Plasticity of the Retinogeniculate Synapse
The precise relay of information from one area of the brain to another is important for normal neurological function. Disruption of this communication can lead to cognitive disorders such as mental retardation and behavioral abnormalities. We use the murine visual system to identify and characterize mechanisms important in the relay of visual information from the retina to the visual cortex via the retinogeniculate synapse in the lateral geniculate nucleus.
One major objective of our research is to understand how synapses develop and mature in the central nervous system. Our previous studies at the retinogeniculate synapse have found that the properties of the synapse changes dramatically over development as the strength of retinal ganglion cell inputs to postsynaptic relay neurons increase more than 20-fold over a 3 week period. We found that developmental synaptic plasticity occurs over a much longer time scale than previously recognized at this subcortical visual synapse Our studies show two robust phases of synaptic remodeling, the first dependent on spontaneous activity, the other, previously unrecognized, on vision (Hooks and Chen, 2006). Surprisingly, the onset of the vision-dependent phase occurs much later after eye-opening, after about a week of visual experience.
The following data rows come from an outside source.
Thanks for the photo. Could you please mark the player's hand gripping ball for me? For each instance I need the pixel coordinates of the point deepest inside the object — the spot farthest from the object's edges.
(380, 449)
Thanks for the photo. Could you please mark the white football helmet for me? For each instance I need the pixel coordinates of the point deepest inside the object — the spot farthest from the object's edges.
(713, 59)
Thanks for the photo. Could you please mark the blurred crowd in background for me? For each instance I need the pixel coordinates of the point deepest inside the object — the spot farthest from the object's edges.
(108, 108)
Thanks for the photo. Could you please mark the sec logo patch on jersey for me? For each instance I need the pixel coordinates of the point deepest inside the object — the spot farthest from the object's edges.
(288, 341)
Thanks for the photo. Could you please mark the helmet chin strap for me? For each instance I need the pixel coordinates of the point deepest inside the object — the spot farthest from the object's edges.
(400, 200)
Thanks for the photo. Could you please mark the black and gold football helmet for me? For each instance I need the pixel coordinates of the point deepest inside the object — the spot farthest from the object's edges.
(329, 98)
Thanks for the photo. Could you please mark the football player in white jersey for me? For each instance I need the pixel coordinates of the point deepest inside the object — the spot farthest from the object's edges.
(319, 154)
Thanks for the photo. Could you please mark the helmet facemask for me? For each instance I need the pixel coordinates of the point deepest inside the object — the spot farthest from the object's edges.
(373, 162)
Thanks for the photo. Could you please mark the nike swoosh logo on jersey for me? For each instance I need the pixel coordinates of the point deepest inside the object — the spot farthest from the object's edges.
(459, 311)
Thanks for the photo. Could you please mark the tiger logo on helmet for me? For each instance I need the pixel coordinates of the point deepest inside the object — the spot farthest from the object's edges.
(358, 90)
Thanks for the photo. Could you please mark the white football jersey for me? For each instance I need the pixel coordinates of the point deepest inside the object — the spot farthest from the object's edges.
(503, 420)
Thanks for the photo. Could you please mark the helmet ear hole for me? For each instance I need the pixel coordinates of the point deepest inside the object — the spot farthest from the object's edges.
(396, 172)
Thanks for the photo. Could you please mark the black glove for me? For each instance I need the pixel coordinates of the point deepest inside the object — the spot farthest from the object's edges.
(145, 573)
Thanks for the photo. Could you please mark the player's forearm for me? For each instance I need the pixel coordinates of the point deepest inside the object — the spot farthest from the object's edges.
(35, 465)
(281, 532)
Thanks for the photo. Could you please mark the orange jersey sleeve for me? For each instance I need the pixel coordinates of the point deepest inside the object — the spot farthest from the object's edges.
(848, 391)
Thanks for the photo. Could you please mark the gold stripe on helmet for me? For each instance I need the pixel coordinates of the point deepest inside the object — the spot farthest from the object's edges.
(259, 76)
Over the last year, we have characterized a developmental period of sensitivity to sensory experience at the retinogeniculate synapse, similar to that of the critical period described in the visual cortex. Our studies showed that several days of vision following eye-opening is necessary for triggering experience-dependent plasticity. Shorter periods of visual experience do not permit similar experience-dependent synaptic reorganization. Furthermore, connectivity is rapidly reversible simply by restoring normal vision. However, this plasticity did not last throughout adult life. Shifting the onset of sensory deprivation to 25 days after birth did not elicit the same rewiring of retinogeniculate connections. While synaptic strength still weakened, recruitment of additional retinal inputs no longer occurred. Therefore, there is a critical period in the visual thalamus during which synaptic circuits are malleable late in development–– after the time when normal synapse elimination and pruning has occurred. This thalamic sensitive period corresponds temporally with experience-dependent changes in the cortex, suggesting that subcortical plasticity may influence cortical responses to sensory experience. These findings raises the hypothesis that is an opportunity for synaptic connections to rewire connections in the thalamus during this critical/sensitive period. A manuscript summarizing this work is in press in the Journal of Neuroscience.